The present research focuses on pulse compression favourable linear frequency modulated thermal wave imaging (LFMTWI) developed by Mulaveesala et al. a decade back for testing and evaluation of various industrial materials. Using LFMTWI technique, a frequency-modulated heat stimulus with frequencies varying within a predefined band having equal magnitude is imposed over the breast.

Thermal waves generated due to applied heat stimulus diffuse into the breast and produce a similar temporal temperature distribution on the skin surface of the breast with a certain delay and amplitude. The presence of tumors inside the breast alters the heat flow resulting in temperature gradients over the surface. Further, phase and amplitude images are constructed using frequency and time-domain data analysis schemes for detecting the sub-surface tumours with improved contrast.

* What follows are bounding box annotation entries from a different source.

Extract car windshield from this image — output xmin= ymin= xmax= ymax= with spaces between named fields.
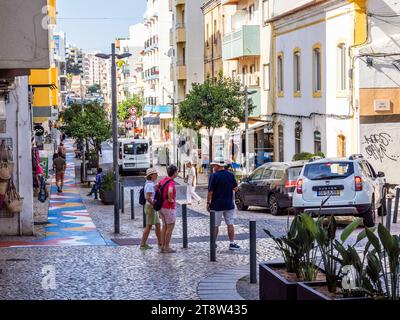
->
xmin=288 ymin=167 xmax=303 ymax=180
xmin=304 ymin=161 xmax=354 ymax=180
xmin=124 ymin=143 xmax=149 ymax=155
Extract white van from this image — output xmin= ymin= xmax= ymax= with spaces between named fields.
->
xmin=118 ymin=138 xmax=153 ymax=174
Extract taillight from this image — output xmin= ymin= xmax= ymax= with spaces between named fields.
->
xmin=285 ymin=180 xmax=297 ymax=188
xmin=354 ymin=176 xmax=362 ymax=191
xmin=296 ymin=179 xmax=303 ymax=194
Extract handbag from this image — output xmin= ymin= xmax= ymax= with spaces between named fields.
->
xmin=0 ymin=141 xmax=14 ymax=180
xmin=4 ymin=181 xmax=24 ymax=213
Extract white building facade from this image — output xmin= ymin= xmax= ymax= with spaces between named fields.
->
xmin=269 ymin=0 xmax=356 ymax=161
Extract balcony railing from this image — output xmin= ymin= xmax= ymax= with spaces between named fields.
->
xmin=222 ymin=25 xmax=260 ymax=60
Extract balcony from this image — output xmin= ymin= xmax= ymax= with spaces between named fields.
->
xmin=175 ymin=23 xmax=186 ymax=43
xmin=222 ymin=25 xmax=260 ymax=60
xmin=176 ymin=61 xmax=187 ymax=80
xmin=248 ymin=86 xmax=261 ymax=117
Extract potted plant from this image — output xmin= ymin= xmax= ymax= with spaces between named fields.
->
xmin=297 ymin=216 xmax=372 ymax=300
xmin=100 ymin=171 xmax=115 ymax=205
xmin=259 ymin=214 xmax=324 ymax=300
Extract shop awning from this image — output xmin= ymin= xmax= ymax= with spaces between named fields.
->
xmin=144 ymin=105 xmax=172 ymax=113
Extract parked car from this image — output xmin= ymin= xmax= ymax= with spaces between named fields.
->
xmin=236 ymin=161 xmax=305 ymax=215
xmin=293 ymin=155 xmax=386 ymax=227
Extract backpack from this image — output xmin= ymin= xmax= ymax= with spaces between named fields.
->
xmin=153 ymin=179 xmax=172 ymax=211
xmin=139 ymin=184 xmax=146 ymax=206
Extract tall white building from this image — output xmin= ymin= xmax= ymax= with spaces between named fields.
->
xmin=143 ymin=0 xmax=174 ymax=144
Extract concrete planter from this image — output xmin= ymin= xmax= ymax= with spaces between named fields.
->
xmin=259 ymin=262 xmax=297 ymax=300
xmin=297 ymin=281 xmax=372 ymax=301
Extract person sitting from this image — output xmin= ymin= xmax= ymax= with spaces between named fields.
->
xmin=87 ymin=168 xmax=103 ymax=199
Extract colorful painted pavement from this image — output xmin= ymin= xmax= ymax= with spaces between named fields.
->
xmin=0 ymin=140 xmax=106 ymax=248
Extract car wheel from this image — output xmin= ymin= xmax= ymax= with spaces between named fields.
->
xmin=235 ymin=195 xmax=249 ymax=211
xmin=268 ymin=193 xmax=281 ymax=216
xmin=363 ymin=197 xmax=376 ymax=228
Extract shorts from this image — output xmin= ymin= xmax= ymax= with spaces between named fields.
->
xmin=144 ymin=203 xmax=160 ymax=225
xmin=56 ymin=171 xmax=64 ymax=182
xmin=160 ymin=208 xmax=176 ymax=224
xmin=214 ymin=209 xmax=236 ymax=227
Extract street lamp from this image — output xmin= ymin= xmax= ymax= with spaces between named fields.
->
xmin=243 ymin=86 xmax=257 ymax=176
xmin=95 ymin=43 xmax=131 ymax=233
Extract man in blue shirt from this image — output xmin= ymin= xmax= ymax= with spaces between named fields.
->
xmin=207 ymin=162 xmax=240 ymax=250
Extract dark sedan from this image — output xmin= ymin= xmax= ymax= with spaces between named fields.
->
xmin=236 ymin=161 xmax=305 ymax=215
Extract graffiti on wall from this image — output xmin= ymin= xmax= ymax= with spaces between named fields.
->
xmin=360 ymin=123 xmax=400 ymax=184
xmin=361 ymin=132 xmax=399 ymax=162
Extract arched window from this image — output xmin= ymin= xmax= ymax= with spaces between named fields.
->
xmin=294 ymin=121 xmax=302 ymax=154
xmin=278 ymin=124 xmax=285 ymax=162
xmin=337 ymin=134 xmax=346 ymax=157
xmin=314 ymin=130 xmax=321 ymax=154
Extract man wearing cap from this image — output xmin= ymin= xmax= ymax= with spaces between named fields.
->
xmin=207 ymin=161 xmax=240 ymax=250
xmin=140 ymin=168 xmax=161 ymax=250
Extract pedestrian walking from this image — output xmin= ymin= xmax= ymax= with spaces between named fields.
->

Dr. Ravibabu Mulaveesala, Associate Professor, Deptt of Elect Engg, IIT Ropar, saidFollowing success of research predictions of our group at InfraRed Imaging Laboratory (IRIL), we are now working towards the development of portable, low cost, an active infrared screening system, which will provide an early detection of breast cancer irrespective of patient’s age, size, type of breast (either fatty or dense) and it’s stage”.

The team of researchers is led by Dr. Ravibabu Mulaveesala, Associate Professor, InfraRed Imaging Laboratory (IRIL), Deptt of Elect.Engg, IIT Ropar. The research paper, ‘Applicability of active infrared thermography for screening of human breast: a numerical study’, has been published in Journal of Biomedical Optics.